The fact that a decade later most people struggle to name another wildlife communicator is a testament both to Irwin’s uniqueness and to the gap in science communication that he left behind. Since Irwin’s death, the age of massive, eye-catching documentaries like Planet Earth, Life, March of the Penguins and Frozen Planet has petered out. Shows like Through the Wormhole With Morgan Freeman, Cosmos and The Universe, as well as YouTube channels like Minute Physics, Veritasium and Vsauce, have since stolen the show.

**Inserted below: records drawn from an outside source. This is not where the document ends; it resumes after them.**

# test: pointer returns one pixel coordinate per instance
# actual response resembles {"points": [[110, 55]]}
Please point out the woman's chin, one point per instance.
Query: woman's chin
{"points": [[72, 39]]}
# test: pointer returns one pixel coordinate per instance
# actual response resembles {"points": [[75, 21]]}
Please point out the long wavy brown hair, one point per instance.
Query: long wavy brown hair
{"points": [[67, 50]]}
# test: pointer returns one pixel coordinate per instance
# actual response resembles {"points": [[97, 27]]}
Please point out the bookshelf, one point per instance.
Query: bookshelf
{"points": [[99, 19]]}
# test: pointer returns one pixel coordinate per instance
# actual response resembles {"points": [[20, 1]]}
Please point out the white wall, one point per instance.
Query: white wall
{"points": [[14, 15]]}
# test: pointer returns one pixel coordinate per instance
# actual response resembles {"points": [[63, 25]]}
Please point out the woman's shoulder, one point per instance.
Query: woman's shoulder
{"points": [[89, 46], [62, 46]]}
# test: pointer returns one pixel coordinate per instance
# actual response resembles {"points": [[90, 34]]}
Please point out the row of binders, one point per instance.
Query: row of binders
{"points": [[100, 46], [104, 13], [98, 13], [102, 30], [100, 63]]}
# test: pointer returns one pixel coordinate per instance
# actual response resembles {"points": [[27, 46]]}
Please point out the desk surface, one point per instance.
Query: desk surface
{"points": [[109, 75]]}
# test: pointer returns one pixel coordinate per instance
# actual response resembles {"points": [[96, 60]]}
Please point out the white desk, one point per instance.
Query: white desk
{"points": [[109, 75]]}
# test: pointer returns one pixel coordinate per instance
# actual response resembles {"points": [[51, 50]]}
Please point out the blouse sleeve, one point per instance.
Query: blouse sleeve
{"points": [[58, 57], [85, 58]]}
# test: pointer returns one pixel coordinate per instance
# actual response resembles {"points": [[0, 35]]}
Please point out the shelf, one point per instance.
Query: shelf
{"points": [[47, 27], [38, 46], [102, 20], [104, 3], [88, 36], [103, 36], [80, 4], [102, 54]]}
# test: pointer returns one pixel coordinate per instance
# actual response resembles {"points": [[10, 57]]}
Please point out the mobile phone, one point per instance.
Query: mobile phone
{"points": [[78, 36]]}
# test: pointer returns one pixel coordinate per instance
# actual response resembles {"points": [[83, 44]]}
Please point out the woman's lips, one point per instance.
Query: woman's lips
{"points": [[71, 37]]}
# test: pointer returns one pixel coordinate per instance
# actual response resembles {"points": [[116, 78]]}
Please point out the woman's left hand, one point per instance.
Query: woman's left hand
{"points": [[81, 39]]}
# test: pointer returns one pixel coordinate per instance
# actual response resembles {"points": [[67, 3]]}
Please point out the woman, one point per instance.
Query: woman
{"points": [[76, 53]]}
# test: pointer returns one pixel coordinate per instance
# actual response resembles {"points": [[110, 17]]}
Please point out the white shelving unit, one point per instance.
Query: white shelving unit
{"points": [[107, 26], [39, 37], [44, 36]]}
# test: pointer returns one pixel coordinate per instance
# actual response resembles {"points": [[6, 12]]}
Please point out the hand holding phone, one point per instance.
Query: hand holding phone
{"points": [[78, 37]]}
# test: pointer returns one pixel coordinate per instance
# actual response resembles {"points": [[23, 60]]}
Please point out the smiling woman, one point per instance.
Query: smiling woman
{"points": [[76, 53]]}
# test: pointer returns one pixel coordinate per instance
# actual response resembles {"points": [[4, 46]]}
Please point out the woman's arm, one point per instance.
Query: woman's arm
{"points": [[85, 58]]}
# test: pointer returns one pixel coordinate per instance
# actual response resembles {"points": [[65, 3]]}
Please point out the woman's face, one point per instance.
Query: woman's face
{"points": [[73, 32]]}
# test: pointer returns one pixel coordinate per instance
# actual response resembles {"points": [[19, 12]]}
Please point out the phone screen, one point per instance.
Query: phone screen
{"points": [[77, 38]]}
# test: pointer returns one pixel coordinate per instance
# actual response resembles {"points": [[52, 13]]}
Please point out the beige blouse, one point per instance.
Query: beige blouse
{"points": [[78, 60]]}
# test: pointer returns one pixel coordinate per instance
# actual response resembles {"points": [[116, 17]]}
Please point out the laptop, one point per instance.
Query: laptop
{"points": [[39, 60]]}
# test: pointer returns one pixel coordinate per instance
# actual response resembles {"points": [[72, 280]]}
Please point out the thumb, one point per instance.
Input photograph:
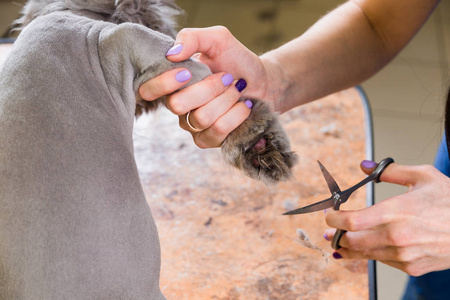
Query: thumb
{"points": [[395, 173], [208, 41]]}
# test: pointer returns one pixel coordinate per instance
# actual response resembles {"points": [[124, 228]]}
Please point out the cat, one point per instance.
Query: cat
{"points": [[74, 222]]}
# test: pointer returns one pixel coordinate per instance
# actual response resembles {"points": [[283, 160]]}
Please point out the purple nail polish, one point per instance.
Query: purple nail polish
{"points": [[175, 50], [227, 79], [241, 85], [368, 164], [183, 76]]}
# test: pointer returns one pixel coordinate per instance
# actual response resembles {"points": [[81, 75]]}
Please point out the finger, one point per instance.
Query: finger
{"points": [[164, 84], [205, 116], [217, 133], [198, 94], [358, 220], [397, 174], [193, 40]]}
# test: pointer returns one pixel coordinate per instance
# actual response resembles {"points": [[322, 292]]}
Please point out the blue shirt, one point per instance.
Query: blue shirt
{"points": [[434, 285]]}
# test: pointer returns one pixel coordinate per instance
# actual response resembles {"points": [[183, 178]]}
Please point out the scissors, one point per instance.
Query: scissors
{"points": [[339, 197]]}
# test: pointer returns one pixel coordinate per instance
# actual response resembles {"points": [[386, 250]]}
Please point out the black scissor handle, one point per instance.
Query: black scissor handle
{"points": [[376, 178], [380, 168]]}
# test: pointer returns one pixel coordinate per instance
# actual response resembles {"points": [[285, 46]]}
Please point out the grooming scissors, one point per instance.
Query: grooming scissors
{"points": [[339, 197]]}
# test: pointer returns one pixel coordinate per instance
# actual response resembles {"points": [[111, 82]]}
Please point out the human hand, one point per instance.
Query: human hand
{"points": [[213, 102], [410, 232]]}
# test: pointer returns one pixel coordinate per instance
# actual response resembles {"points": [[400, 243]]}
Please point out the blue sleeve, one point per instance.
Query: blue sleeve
{"points": [[441, 161]]}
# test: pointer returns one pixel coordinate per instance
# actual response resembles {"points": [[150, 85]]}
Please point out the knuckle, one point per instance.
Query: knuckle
{"points": [[220, 128], [202, 119], [175, 105], [222, 30], [351, 223], [200, 142], [396, 238]]}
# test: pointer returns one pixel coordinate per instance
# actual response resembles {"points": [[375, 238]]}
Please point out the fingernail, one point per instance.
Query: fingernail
{"points": [[175, 50], [368, 164], [183, 76], [241, 85], [227, 79]]}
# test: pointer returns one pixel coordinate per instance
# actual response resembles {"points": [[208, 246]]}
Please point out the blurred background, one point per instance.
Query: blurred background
{"points": [[407, 97]]}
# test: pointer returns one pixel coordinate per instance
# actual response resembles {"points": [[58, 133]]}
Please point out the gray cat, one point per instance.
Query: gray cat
{"points": [[74, 222]]}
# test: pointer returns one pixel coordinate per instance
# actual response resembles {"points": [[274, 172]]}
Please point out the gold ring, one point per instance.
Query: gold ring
{"points": [[189, 123]]}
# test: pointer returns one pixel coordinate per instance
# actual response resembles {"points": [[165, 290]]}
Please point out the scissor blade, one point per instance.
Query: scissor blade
{"points": [[324, 204], [332, 185]]}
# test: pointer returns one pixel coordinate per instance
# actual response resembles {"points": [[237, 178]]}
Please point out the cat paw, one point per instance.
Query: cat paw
{"points": [[260, 147]]}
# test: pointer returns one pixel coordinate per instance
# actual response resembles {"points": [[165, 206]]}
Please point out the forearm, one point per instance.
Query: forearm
{"points": [[341, 50]]}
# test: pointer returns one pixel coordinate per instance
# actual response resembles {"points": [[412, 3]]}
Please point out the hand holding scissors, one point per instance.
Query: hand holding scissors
{"points": [[339, 197]]}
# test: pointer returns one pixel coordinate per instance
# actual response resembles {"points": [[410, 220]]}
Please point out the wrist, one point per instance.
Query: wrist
{"points": [[277, 83]]}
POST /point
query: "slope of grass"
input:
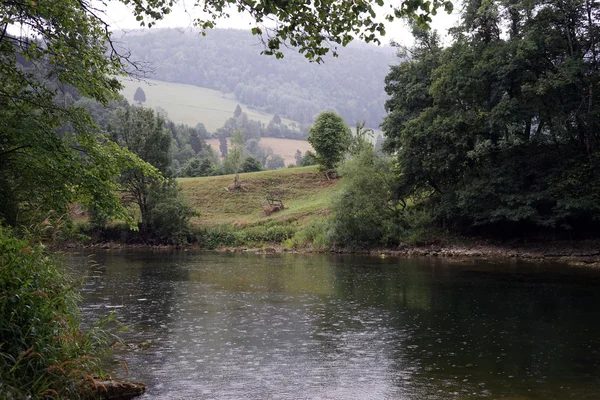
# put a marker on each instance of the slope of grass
(189, 104)
(305, 193)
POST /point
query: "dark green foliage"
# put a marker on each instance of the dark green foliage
(169, 214)
(298, 158)
(164, 216)
(43, 352)
(308, 159)
(274, 232)
(251, 164)
(500, 133)
(139, 96)
(364, 213)
(223, 145)
(275, 161)
(237, 112)
(198, 167)
(330, 137)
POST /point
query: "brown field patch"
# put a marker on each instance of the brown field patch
(284, 147)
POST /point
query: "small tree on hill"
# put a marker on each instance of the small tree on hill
(330, 137)
(139, 96)
(238, 111)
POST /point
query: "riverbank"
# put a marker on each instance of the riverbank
(585, 252)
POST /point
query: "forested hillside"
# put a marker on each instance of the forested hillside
(230, 61)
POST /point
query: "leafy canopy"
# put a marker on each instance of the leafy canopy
(501, 131)
(330, 137)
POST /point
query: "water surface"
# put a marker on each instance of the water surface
(222, 326)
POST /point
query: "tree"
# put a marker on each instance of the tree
(237, 112)
(251, 164)
(143, 132)
(223, 145)
(275, 162)
(330, 137)
(298, 157)
(139, 96)
(308, 159)
(500, 132)
(198, 167)
(196, 141)
(361, 139)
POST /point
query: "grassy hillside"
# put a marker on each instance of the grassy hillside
(305, 194)
(284, 147)
(189, 104)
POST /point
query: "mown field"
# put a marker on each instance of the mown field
(284, 147)
(305, 193)
(189, 104)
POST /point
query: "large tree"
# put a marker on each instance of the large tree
(144, 133)
(501, 131)
(331, 138)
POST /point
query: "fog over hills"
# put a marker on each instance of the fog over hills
(230, 61)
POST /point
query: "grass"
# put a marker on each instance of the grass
(284, 147)
(43, 352)
(189, 104)
(305, 193)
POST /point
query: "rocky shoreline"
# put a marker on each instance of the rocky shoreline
(571, 252)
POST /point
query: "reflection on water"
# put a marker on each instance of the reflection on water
(323, 327)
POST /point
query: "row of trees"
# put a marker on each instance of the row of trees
(497, 134)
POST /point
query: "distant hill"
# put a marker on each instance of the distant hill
(189, 104)
(229, 61)
(286, 148)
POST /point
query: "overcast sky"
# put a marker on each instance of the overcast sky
(121, 18)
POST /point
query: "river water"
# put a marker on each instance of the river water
(223, 326)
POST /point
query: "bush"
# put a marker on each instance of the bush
(169, 214)
(259, 234)
(43, 352)
(366, 213)
(315, 235)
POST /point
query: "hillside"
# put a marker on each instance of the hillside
(305, 193)
(191, 105)
(229, 61)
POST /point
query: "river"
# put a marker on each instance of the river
(286, 326)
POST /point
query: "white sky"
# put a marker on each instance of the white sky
(121, 18)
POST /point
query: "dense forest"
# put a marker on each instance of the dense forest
(497, 134)
(230, 61)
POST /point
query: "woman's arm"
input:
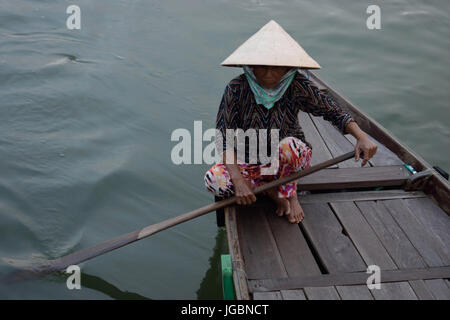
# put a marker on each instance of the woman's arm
(227, 118)
(363, 143)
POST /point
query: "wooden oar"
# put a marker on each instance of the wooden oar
(77, 257)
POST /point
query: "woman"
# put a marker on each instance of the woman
(269, 95)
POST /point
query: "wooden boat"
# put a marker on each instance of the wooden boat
(381, 215)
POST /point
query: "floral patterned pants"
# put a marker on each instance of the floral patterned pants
(294, 155)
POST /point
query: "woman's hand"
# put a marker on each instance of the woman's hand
(243, 190)
(366, 146)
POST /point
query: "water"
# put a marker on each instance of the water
(87, 117)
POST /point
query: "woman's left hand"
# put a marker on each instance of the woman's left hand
(366, 146)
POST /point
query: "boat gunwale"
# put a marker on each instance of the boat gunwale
(436, 187)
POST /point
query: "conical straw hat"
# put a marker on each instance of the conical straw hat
(271, 46)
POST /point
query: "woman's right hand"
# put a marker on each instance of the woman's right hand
(243, 190)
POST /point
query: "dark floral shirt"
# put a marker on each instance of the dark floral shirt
(238, 109)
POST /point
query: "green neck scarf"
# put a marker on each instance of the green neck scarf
(268, 97)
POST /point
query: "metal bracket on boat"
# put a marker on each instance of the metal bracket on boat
(417, 181)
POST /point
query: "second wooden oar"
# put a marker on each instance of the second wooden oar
(77, 257)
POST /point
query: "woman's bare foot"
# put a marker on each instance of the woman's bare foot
(296, 215)
(283, 206)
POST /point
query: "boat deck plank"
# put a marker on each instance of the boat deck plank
(296, 255)
(438, 288)
(430, 247)
(360, 177)
(344, 237)
(358, 292)
(335, 250)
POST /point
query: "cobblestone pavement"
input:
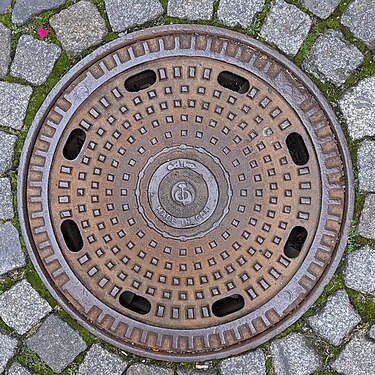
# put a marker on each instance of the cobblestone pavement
(333, 41)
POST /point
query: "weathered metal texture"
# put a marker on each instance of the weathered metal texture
(185, 192)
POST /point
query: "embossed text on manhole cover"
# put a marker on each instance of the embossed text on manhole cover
(184, 193)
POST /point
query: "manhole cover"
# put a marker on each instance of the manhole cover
(185, 193)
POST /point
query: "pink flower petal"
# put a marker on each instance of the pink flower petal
(42, 32)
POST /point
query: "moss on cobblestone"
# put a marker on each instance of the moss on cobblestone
(31, 360)
(365, 305)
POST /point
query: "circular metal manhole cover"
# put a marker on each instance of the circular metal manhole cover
(185, 193)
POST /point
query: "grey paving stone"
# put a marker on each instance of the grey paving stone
(336, 320)
(286, 26)
(8, 346)
(209, 371)
(293, 355)
(357, 105)
(359, 271)
(359, 18)
(191, 9)
(124, 14)
(366, 226)
(5, 40)
(321, 8)
(24, 10)
(14, 99)
(99, 361)
(371, 332)
(6, 200)
(142, 369)
(239, 12)
(56, 343)
(332, 58)
(253, 363)
(79, 27)
(11, 253)
(7, 142)
(357, 358)
(21, 307)
(34, 60)
(366, 162)
(17, 369)
(5, 5)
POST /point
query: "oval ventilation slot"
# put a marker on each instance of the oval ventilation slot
(228, 305)
(74, 144)
(140, 81)
(297, 148)
(135, 303)
(295, 242)
(72, 235)
(233, 82)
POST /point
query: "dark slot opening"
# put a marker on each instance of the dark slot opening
(72, 235)
(233, 82)
(295, 242)
(74, 144)
(228, 305)
(140, 81)
(297, 148)
(135, 303)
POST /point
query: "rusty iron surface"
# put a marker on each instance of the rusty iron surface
(185, 191)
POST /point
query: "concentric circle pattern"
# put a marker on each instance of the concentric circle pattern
(184, 193)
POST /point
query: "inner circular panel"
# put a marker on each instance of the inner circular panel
(185, 193)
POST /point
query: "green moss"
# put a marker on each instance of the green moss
(269, 367)
(31, 360)
(164, 4)
(364, 304)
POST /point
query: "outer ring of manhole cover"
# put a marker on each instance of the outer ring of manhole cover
(185, 193)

Torres attributes this largely to cost. Intensive nature documentaries require large crews, expensive equipment and years of filming. The space shows just need expert consultants and CG. But even Irwin’s comparatively cheap filming style has become marginalized. Wade through YouTube and you’ll find plenty of wildlife educators taking pages straight out of Irwin’s playbook. The problem is, his personable, inspiring and eminently cheaper techniques have been relegated to the backwaters of YouTube, where too many educators, amateurs and veterans alike, compete for too little attention, making it tough for any central, memorable figures to arise.
Steve was “kinda like Bill Nye,” says Torres, explaining how both men made “people feel like they know them.” But where the supply of personalities exceeds demand, the dwindling numbers of those hungry for Irwin-esque entertainment can simply surf online for snippets without making any real connection with personalities. Without that connection, wildlife educators can’t stand out, can’t inspire children and can’t be heard.
Wildlife science communication has declined. While space, engineering and physics are crucial fields, if we continue to sideline wildlife presentation and fail to foster a new crop of communicators, who will we have to effectively personalize conservation and tell us what’s at stake?